Thankfully, hopefully, on an abundance of prayer, Jack should return home next month, following a 6 month tour in the Middle East. It’s been a fair old slog, punctuated by the various dramas that now seem typical of life in our family, but it finally feels as though the end of this particular road may soon rise up to meet us.
Last summer, as Jack prepared to go, busy with fitness targets and hot weather training, I spent some time job hunting, imagining, with Jack gone and the older children at boarding school, that I would have time to spare. If this had been a pantomime, there might have been a dastardly character offstage cackling Mwoah-hahahas: ‘A job, I ll give her a job.’
After a spell away from paid work, I had no idea what I might be suited to so my phone buzzed frequently from my directionless searches with invitations to try my hand at being a forklift truck driver, an Aldi store manager or a landscape gardener.
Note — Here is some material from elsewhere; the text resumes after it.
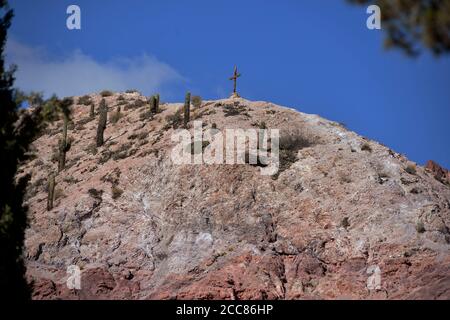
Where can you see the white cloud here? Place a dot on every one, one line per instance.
(78, 73)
I finally settled on a position working alongside the police but I didn’t make it past page one of the online application. It seems the police like to be able to run checks on you when you apply to join them. If you have left Saudi in a hurry during a pandemic without properly clearing the country, there’s an uncomfortable CV gap that sets police sirens ringing.
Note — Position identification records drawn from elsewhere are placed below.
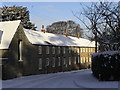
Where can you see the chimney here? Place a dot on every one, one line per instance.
(43, 29)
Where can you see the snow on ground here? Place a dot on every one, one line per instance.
(73, 79)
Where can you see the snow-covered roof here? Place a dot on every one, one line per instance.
(37, 37)
(8, 30)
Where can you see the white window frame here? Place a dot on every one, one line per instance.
(20, 51)
(78, 59)
(59, 61)
(74, 60)
(53, 50)
(47, 50)
(69, 51)
(39, 49)
(53, 62)
(81, 59)
(47, 61)
(81, 50)
(40, 63)
(69, 60)
(78, 50)
(64, 50)
(59, 50)
(64, 61)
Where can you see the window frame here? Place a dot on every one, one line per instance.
(40, 63)
(47, 49)
(47, 61)
(39, 49)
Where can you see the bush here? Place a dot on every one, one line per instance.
(106, 65)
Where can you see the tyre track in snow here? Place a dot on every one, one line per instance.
(41, 82)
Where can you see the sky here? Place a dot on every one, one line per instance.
(45, 13)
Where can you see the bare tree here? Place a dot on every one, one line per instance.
(104, 18)
(68, 27)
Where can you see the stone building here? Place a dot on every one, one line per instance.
(27, 52)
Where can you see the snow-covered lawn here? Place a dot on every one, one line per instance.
(73, 79)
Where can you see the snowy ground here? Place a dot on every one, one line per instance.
(73, 79)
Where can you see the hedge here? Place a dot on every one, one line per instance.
(106, 65)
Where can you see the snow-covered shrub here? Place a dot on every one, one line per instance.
(106, 65)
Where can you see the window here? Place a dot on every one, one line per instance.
(78, 51)
(40, 50)
(75, 50)
(53, 64)
(64, 50)
(1, 33)
(53, 50)
(81, 50)
(74, 60)
(47, 61)
(87, 59)
(40, 63)
(69, 60)
(59, 61)
(86, 49)
(81, 60)
(69, 50)
(47, 50)
(20, 50)
(78, 59)
(58, 50)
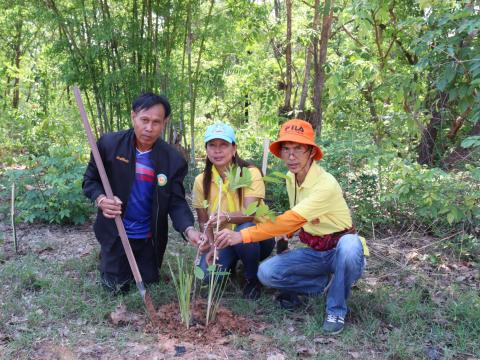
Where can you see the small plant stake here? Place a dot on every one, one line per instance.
(12, 215)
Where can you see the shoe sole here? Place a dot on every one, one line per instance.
(332, 332)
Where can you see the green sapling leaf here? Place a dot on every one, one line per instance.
(198, 272)
(211, 267)
(251, 209)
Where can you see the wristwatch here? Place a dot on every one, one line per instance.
(185, 232)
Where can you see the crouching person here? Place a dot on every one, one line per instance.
(334, 249)
(221, 148)
(146, 175)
Never mind. I decided, instead, to try for a position working for an Oxford charity. Maybe they would be more charitable about my situation… But even if they were, I realized I would never be able to do the hours and the zoom interviews were due to happen during our family week of wild camping, involving a composting toilet that I could foresee might not allow me to make the best impression.
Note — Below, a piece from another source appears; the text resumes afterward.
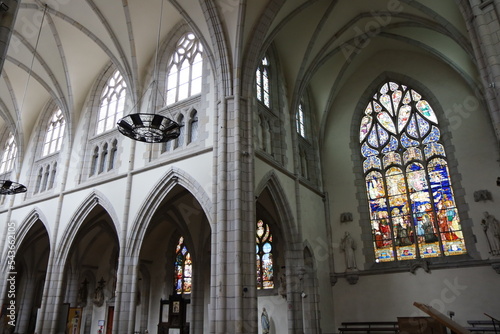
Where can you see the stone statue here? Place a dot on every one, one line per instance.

As September arrived and 5 became 2, I again wondered how I would fill my time. The car and dog seemed to conspire at that point, in some sort of secret pact, to ensure I wasn’t bored. My husband had asked me to get our cars broken rear jet wash fixed whilst he was away. I got it booked in and asked for a quote. ‘£69.99- it’s a quick and easy job,’ the garage promised.
Whilst I was walking our elderly dog around a nearby field to fill the time, the garage rang.
‘Is it ready?’ I asked.
‘No.’
‘Oh.’
‘The pipe to the rear jet wash (I am paraphrasing here; my knowledge of cars is not great so please overlook all technical terminology), it’s been disconnected.’
‘Right?’
‘Whoever did this secured the pipe with a blue latex glove and some gaffer tape.’
As I say, my car knowledge isn’t up to much but I assessed this wasn’t good news.
‘So you’ll have to book it in for another day so we can get it sorted.’
I was going to have to spend another morning in that field. I had chosen the garage because it was near my son’s school, which was half an hour away from our house due to a pandemic-related last-minute change of address that meant we ended up living more than 10 miles away from where we were originally supposed to live and from the school I had arranged.
‘Maybe you should get a job at the school,’ my husband suggested when I told him I’d never be able to get work to fit my school day narrowed by the long drive there. Even Starbucks told me my hours weren’t feasible and that was shift work.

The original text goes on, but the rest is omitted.